The Supreme Court gave a skeptical hearing Tuesday to the Bush administration's claim that the president has the power to create and control special military tribunals to punish foreigners he deems to be war criminals.
Five of the eight justices hearing the case commented that the laws of war and the Geneva Convention set basic rules of fairness for trying alleged war criminals.
And they questioned whether the president was free to ignore those basic rules -- as well as the rules of American military law.
It suggested a setback might be looming for the administration's legal strategy in the fight against terror. Two years ago, the court said war does not give the president a "blank check" to make new legal rules for capturing and holding prisoners.
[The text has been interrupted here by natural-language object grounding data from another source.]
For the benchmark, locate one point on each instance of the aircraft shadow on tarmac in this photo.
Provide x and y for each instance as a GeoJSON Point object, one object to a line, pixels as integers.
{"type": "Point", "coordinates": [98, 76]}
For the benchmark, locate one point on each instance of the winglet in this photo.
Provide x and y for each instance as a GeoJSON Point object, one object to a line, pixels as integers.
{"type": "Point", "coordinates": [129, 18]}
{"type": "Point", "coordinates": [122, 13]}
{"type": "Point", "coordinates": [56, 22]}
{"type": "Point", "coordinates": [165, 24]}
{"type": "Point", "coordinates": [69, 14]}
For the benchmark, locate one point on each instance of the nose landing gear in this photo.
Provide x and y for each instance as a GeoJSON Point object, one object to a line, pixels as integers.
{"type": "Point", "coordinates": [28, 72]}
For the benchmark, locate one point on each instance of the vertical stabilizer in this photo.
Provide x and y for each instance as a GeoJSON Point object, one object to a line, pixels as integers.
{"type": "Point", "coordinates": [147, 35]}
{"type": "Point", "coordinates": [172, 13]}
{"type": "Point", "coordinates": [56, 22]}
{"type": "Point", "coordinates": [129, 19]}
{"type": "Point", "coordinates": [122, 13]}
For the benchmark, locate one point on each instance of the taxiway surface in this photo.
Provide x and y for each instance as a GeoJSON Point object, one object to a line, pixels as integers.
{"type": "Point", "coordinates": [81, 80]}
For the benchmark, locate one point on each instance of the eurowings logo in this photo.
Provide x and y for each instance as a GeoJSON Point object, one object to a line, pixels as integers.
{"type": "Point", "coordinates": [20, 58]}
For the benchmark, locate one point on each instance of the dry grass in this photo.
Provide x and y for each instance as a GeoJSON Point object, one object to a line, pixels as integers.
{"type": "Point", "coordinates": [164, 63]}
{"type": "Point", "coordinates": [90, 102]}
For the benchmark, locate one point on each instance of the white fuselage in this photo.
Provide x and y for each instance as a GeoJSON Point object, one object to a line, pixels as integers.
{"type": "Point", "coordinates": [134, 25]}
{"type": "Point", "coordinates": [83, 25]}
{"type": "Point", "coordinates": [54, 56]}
The case heard Tuesday concerned the rules for punishing these prisoners. But the tenor of the argument suggested the court would again reject President Bush's claim of a unilateral power to try and punish alleged al-Qaida conspirators.
"If you defer to this system and give the president the ability to launch all these military tribunals, you will be countenancing a huge expansion of military jurisdiction," Georgetown law professor Neal Katyal told the justices.
Justice Stephen G. Breyer appeared to agree. "If the president can do this, well then he can set up a [military court] to go to Toledo and . . . pick up an alien and not have any trial at all," he said.
Katyal was representing Salim Hamdan, a native of Yemen and a former driver for Osama bin Laden. Hamdan was picked up in Afghanistan in 2001, and has been held since then at the military jail for terror suspects at Guantanamo Bay, Cuba. The administration has charged him with being a war criminal for having conspired with al-Qaida to kill Americans.
But the case is not a test of whether bin Laden's driver is guilty as charged. Rather, it is a test of the president's power to act as lawmaker, prosecutor, judge and jury in the war on terrorism.
Hamdan's lawyer says he has no objection to having his client tried under the rules of courts martial used by the U.S. military. Most lawyers say these trials are fair because the prosecutors and judges have some independence from the command structure and because the defendant can confront and challenge the evidence used against him.
The Geneva Convention says foreign prisoners of war can be tried as war criminals, but they should be tried by a reputable court with established rules of fairness.
But in November 2001, President Bush issued an order saying his administration would not follow the Geneva Convention. Instead, his order said that terrorists and captured al-Qaida operatives would be tried in special military tribunals.
New Justice Samuel A. Alito Jr. suggested that the Supreme Court should not rule on the issue now. "In a criminal litigation, review after a final decision is the general rule," he said. If Hamdan is convicted, he could file an appeal in the federal courts, he added.
But that idea touched a raw nerve for most of the other justices. They sharply disputed the idea that Congress can bar the Supreme Court -- or any federal judge -- from hearing a "writ of habeas corpus" from a person held in U.S. custody.